[arrayfire] 325/408: Templated options are now runtime compile options for opencl nearest neighbor
Ghislain Vaillant
ghisvail-guest at moszumanska.debian.org
Mon Sep 21 19:12:22 UTC 2015
This is an automated email from the git hooks/post-receive script.

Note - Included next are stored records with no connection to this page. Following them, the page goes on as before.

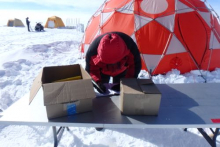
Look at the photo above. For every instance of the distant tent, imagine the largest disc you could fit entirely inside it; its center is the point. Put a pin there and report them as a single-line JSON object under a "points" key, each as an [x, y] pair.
{"points": [[54, 22], [15, 23]]}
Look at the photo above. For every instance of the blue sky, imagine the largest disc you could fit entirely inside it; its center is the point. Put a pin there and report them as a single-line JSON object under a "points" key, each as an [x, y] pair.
{"points": [[33, 6]]}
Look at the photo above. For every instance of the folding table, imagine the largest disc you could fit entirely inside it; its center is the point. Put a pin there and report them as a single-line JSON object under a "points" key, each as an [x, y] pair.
{"points": [[194, 105]]}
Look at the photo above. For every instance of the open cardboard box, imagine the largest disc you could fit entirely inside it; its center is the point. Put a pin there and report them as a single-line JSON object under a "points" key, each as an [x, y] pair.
{"points": [[139, 97], [67, 97]]}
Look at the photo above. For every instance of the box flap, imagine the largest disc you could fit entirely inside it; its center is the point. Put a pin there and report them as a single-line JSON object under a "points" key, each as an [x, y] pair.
{"points": [[65, 92], [148, 86], [37, 83]]}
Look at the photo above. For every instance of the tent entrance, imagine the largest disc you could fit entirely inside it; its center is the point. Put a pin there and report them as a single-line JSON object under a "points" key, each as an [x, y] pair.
{"points": [[51, 24]]}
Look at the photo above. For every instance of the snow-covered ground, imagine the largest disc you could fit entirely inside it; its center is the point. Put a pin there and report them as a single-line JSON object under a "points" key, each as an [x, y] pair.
{"points": [[23, 54]]}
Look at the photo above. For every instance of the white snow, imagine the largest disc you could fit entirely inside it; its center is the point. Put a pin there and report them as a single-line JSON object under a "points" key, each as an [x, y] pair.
{"points": [[23, 54]]}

ghisvail-guest pushed a commit to branch debian/sid
in repository arrayfire.
commit 39f99774fbea082a0f4cbd104bfb7215729b56d8
Author: Pavan Yalamanchili <pavan at arrayfire.com>
Date: Mon Aug 24 07:00:56 2015 -0400
Templated options are now runtime compile options for opencl nearest neighbor
---
src/backend/opencl/kernel/nearest_neighbour.hpp | 55 +++++++++++++++++--------
src/backend/opencl/nearest_neighbour.cpp | 54 +-----------------------
2 files changed, 39 insertions(+), 70 deletions(-)

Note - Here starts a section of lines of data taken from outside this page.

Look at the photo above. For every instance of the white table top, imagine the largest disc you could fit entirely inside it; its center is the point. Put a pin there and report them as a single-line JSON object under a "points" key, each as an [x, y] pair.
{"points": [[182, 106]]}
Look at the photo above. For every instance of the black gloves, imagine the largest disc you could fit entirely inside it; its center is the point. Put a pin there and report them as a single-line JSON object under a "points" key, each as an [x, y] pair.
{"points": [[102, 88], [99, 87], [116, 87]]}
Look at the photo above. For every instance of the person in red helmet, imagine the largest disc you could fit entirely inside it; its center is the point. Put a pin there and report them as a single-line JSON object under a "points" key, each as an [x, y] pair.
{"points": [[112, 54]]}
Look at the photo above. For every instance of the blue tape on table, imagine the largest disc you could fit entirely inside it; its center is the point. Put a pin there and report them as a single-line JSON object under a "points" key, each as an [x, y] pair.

diff --git a/src/backend/opencl/kernel/nearest_neighbour.hpp b/src/backend/opencl/kernel/nearest_neighbour.hpp
index 5e021f9..d7c800d 100644
--- a/src/backend/opencl/kernel/nearest_neighbour.hpp
+++ b/src/backend/opencl/kernel/nearest_neighbour.hpp
@@ -15,6 +15,8 @@
#include <kernel_headers/nearest_neighbour.hpp>
#include <memory.hpp>
#include <math.hpp>
+#include <dispatch.hpp>
+#include <cache.hpp>
using cl::LocalSpaceArg;
@@ -26,7 +28,7 @@ namespace kernel
static const unsigned THREADS = 256;
-template<typename T, typename To, af_match_type dist_type, bool use_lmem, unsigned unroll_len>
+template<typename T, typename To, af_match_type dist_type, bool use_lmem>
void nearest_neighbour(Param idx,
Param dist,
Param query,
@@ -36,14 +38,6 @@ void nearest_neighbour(Param idx,
const size_t lmem_sz)
{
try {
- static std::once_flag compileFlags[DeviceManager::MAX_DEVICES];
- static Program nearest_neighbourProgs[DeviceManager::MAX_DEVICES];
- static Kernel huKernel[DeviceManager::MAX_DEVICES];
- static Kernel hmKernel[DeviceManager::MAX_DEVICES];
- static Kernel smKernel[DeviceManager::MAX_DEVICES];
-
- int device = getActiveDeviceId();
-
const unsigned feat_len = query.info.dims[dist_dim];
const To max_dist = limit_max<To>();
@@ -51,7 +45,24 @@ void nearest_neighbour(Param idx,
OPENCL_NOT_SUPPORTED();
}
- std::call_once( compileFlags[device], [device] () {
+ unsigned unroll_len = nextpow2(feat_len);
+ if (unroll_len != feat_len) unroll_len = 0;
+
+ std::string ref_name =
+ std::string("knn_") +
+ std::to_string(dist_type) +
+ std::string("_") +
+ std::to_string(use_lmem) +
+ std::string("_") +
+ std::string(dtype_traits<T>::getName()) +
+ std::string("_") +
+ std::to_string(unroll_len);
+
+ int device = getActiveDeviceId();
+ kc_t::iterator cache_idx = kernelCaches[device].find(ref_name);
+
+ kc_entry_t entry;
+ if (cache_idx == kernelCaches[device].end()) {
std::ostringstream options;
options << " -D T=" << dtype_traits<T>::getName()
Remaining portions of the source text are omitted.